Qui finance le centre national du cinéma en France ?

Par   29 janvier 2015

Les stars, y compris celles du cinéma, sont bien réputées entre autres pour leurs revenus faramineux. Si ces rémunérations suscitent quelques controverses, en France, ils connaîtront bientôt un plafonnement, fixé par le CNC ou Centre national du cinéma et de l’image animée. Mais, au fait, qui finance ce dernier ?

Qui finance le soutien aux professionnels du cinéma ?

cinemaLe Centre national du cinéma et de l’image animée en France établira sous peu un plafonnement du cachet des stars du secteur, incluant les comédiens, réalisateurs, scénaristes et producteurs de films français. Si la rémunération de ces acteurs constitue toujours un sujet délicat, pour l’heure, une question mériterait aussi l’attention : qui finance le CNC ? Ce dernier est en fait un service public, rattaché au ministère de la culture. Le soutient financier qu’il apporte aux professionnels du cinéma français ne provient pas des impôts. Il leur procure divers fonds, toutefois qui ne sont pas extraits du budget du ministère : ils sont tirés des taxes collectées dans le secteur du cinéma et de cotisations professionnelles.

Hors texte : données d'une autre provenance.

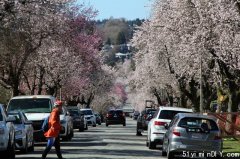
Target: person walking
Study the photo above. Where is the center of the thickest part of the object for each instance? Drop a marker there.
(52, 134)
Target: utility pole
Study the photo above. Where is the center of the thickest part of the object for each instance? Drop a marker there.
(201, 86)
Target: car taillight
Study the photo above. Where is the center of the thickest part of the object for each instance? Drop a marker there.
(159, 123)
(176, 132)
(217, 137)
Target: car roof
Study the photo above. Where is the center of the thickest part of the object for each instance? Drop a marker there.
(195, 115)
(33, 96)
(176, 108)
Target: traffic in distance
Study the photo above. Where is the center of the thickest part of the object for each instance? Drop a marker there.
(175, 131)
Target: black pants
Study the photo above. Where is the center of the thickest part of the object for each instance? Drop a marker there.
(56, 144)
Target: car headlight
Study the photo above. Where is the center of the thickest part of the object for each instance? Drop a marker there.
(18, 132)
(1, 130)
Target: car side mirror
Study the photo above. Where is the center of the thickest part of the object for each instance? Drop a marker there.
(11, 119)
(166, 126)
(28, 123)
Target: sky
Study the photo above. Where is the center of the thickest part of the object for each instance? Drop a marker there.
(128, 9)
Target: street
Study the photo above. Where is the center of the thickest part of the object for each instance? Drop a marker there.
(102, 142)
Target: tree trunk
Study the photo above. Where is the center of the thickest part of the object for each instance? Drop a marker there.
(40, 84)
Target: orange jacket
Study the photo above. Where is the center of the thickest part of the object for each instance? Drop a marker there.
(53, 124)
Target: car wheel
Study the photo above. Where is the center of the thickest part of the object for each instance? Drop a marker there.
(164, 153)
(151, 145)
(138, 133)
(25, 149)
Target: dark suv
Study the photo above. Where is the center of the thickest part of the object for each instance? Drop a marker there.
(115, 117)
(143, 120)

Les différentes taxes qui financent le CNC

La taxe sur les entrées en salle de cinéma constitue l’une des taxes d’où sont prélevés les fonds alloués par le CNC aux différents acteurs du cinéma. Elle correspond à 10,7% du prix de chaque entrée, y compris les entrées pour les films hollywoodiens diffusés dans les salles françaises. Cette taxe concerne également les chaînes de télévision et Internet. Autre taxe qui finance le centre : celle concernant les éditeurs et distributeurs de télévision, d’où est prélevée la plus grande partie du financement. Il y a également la taxe sur les salles de cinéma et la taxe vidéo.

Le financement de la CNC en chiffres

Au total, la somme des différents fonds accordés aux acteurs du cinéma en France via le Centre du cinéma français s’élève à environ 322,4 millions d’euros en ce qui concerne l’année 2013. Le CNC soutient par ailleurs d’autres secteurs, tels que l’audiovisuel et les dispositifs transversaux.